Plötzlich laufen sie in einer langen Reihe über die Küchenarbeitsfläche, verschwinden hinter der Sockelleiste oder tauchen aus einer Mauerritze auf: Ameisen im Haus sind für viele Schweizer Haushalte ein vertrautes und lästiges Problem – besonders in den warmen Monaten zwischen April und September. Die gute Nachricht: Mit den richtigen Massnahmen lassen sich diese ungebetenen Gäste wirksam bekämpfen und dauerhaft fernhalten. Dieser Ratgeber zeigt Schritt für Schritt, was zu tun ist.

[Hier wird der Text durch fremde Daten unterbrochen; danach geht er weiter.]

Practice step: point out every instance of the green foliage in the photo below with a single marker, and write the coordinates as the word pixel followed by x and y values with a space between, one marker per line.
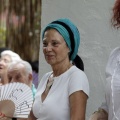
pixel 2 36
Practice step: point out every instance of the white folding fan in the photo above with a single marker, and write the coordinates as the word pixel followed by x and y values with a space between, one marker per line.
pixel 16 100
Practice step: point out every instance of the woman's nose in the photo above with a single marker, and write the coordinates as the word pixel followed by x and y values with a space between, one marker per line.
pixel 49 48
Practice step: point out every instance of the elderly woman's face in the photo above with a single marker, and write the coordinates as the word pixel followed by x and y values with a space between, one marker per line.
pixel 54 47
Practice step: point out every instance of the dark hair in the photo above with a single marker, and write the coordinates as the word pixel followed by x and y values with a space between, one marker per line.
pixel 78 62
pixel 116 14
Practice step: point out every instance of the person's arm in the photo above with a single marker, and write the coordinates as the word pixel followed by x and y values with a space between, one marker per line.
pixel 78 101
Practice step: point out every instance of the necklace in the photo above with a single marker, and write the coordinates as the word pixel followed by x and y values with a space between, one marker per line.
pixel 51 80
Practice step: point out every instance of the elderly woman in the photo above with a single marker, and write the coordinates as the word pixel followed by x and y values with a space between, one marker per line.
pixel 62 93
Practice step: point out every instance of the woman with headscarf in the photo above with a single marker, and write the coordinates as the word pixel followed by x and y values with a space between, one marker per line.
pixel 110 109
pixel 62 93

Ameisen gehören zu den häufigsten Kleinstlebewesen, die in Schweizer Wohnungen und Häusern auftauchen. Sie kommen in vielen Ameisenarten vor – die bei uns häufigste Art in Innenräumen ist die Wegameise (Lasius niger), die fast überall in der Schweiz vorkommt. Daneben gibt es die Holzameise, die gerne in feuchtem Holz nistet, und die gefürchtete Pharaoameise, eine wärmeliebende Art, die in Gebäuden mit konstant hoher Temperatur ganzjährig aktiv ist.
Ameisen im Haus sind kein Zeichen mangelnder Sauberkeit – sie folgen schlicht ihrer Nahrungssuche. Ein einziges Stück Brot, ein Tropfen Honig oder Essensreste auf dem Boden genügen, um innerhalb von Stunden eine Ameisenstrasse in Ihrer Küche zu etablieren. Solche Ameisenstrassen entstehen, weil Arbeiterinnen Duftspuren hinterlassen, die ihren Kolleginnen den Weg zur Futterquelle weisen. Je länger man zuwartet, desto mehr Tiere folgen der Duftspur – und desto schwieriger wird es, den Ameisenbefall in den Griff zu bekommen.
Bevor Sie mit der Bekämpfung von Ameisen im Haus beginnen, lohnt es sich, die Art zu identifizieren – denn nicht alle Ameisenarten werden gleich bekämpft.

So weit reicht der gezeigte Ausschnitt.